Conserved sequence elements, that is, elements that haven't changed among ape species are potential indicators of things too important for change to have been tolerated. But those reflect what has had to stay the same, not what makes our culture. And much hasn't changed because, given mutation rates and population sizes, there just hasn't been enough time, whether or not there's an important function.
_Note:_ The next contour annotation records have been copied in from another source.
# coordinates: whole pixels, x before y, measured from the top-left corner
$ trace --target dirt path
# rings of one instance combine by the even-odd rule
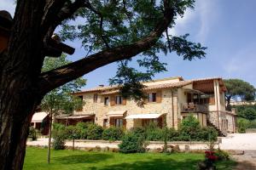
[[[235,170],[256,170],[256,150],[246,150],[244,155],[232,157],[238,162]]]

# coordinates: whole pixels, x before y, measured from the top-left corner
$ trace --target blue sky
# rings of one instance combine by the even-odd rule
[[[1,0],[0,10],[14,13],[13,0]],[[154,78],[182,76],[184,79],[221,76],[240,78],[256,87],[256,1],[255,0],[197,0],[195,8],[186,11],[183,18],[177,20],[172,35],[189,33],[189,40],[201,42],[208,48],[207,57],[193,61],[183,60],[176,54],[165,56],[168,71]],[[79,42],[69,42],[76,48],[76,60],[86,54]],[[99,68],[87,75],[85,88],[108,84],[115,75],[116,64]]]

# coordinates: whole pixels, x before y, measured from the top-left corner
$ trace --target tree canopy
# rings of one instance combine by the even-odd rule
[[[254,100],[256,89],[249,82],[240,79],[226,79],[224,83],[227,88],[225,98],[228,104],[231,99],[237,99],[237,98],[242,101]]]
[[[51,90],[119,62],[111,83],[125,85],[122,94],[139,100],[143,86],[138,82],[165,71],[160,52],[176,52],[189,60],[205,57],[206,48],[189,42],[187,34],[174,37],[168,31],[194,3],[195,0],[18,0],[6,32],[7,48],[0,53],[0,169],[22,168],[31,118]],[[86,52],[77,61],[42,71],[56,28],[62,40],[80,40]],[[137,55],[144,71],[130,65]]]
[[[102,50],[118,50],[118,47],[127,47],[141,40],[148,41],[150,36],[159,34],[159,38],[153,40],[154,44],[150,48],[141,51],[141,58],[137,60],[140,70],[129,65],[132,60],[130,57],[114,60],[118,61],[119,66],[116,76],[110,79],[110,84],[124,85],[121,94],[125,97],[132,97],[140,101],[142,97],[145,97],[141,91],[143,86],[140,82],[151,80],[155,73],[166,71],[166,63],[160,62],[158,56],[160,52],[165,54],[176,52],[183,60],[189,60],[201,59],[206,54],[206,48],[201,43],[188,41],[189,34],[173,37],[168,33],[168,30],[175,26],[175,19],[178,15],[183,16],[187,8],[194,8],[194,0],[85,2],[84,8],[79,8],[71,18],[61,23],[59,31],[62,40],[82,42],[82,46],[87,51],[85,59]],[[71,4],[66,5],[68,7]],[[167,11],[168,8],[172,9]],[[166,24],[160,20],[166,14],[172,20],[164,26]],[[159,29],[161,33],[158,32]],[[146,46],[151,42],[148,43]],[[132,47],[126,54],[138,48]],[[125,51],[121,50],[120,53]]]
And if a single nucleotide change could be favored by selection, and there are countless millions of differences, well, you ask yourself how such hype ever makes it past an editor's desk.
This is the most rosy, positive kind of spin one can put on such findings but of course the hype machine, and those driven to prematurely announce 'the' gene responsible for our language, culture, and science are eager to indulge. Such preposterous nonsense should be resisted, first of all by the scientists, very skilled at their job, to make sure that they do not seem to be endorsing such silliness (one gene to explain the human condition? Or is it 3 genes? 17?). As long as it seems likely to encourage the sponsors to keep their wallets open (NIH and in this case the Wellcome Trust--a pharmaceutical foundation that is supposed to be supporting health-related research), investigators can't resist the cuddly Pander Bearing opportunity. Without accountability, who can blame us?
There are so many other reasons to object to the hype that we won't bother to continue, and the points have been made by us and many others. It is the over-selling of what is interesting, potentially useful knowledge as if it represents something transformative. It transforms science into bullshit (to use a technical term).
The gorilla genome sequence represents another bit of data we have to work with in studying our evolution and genetics. Like many other kinds of knowledge, it could contribute to important advances in understanding. But that's true of almost any kind of data about life. Claims like this story's are close to the line of outright lying by otherwise respectable scientists, or else by journaists who are either unqualified or dishonerable. The pander bears cry wolf so often that we in genetics will have richly deserved to have our funding deeply cut, if the austerity police come round looking for fat.
We bet that even a gorilla has genes, somewhere in its now revealed genome, that make it smart enough to see through such posturing. Chest-beating is one of the tricks in their genomes, after all!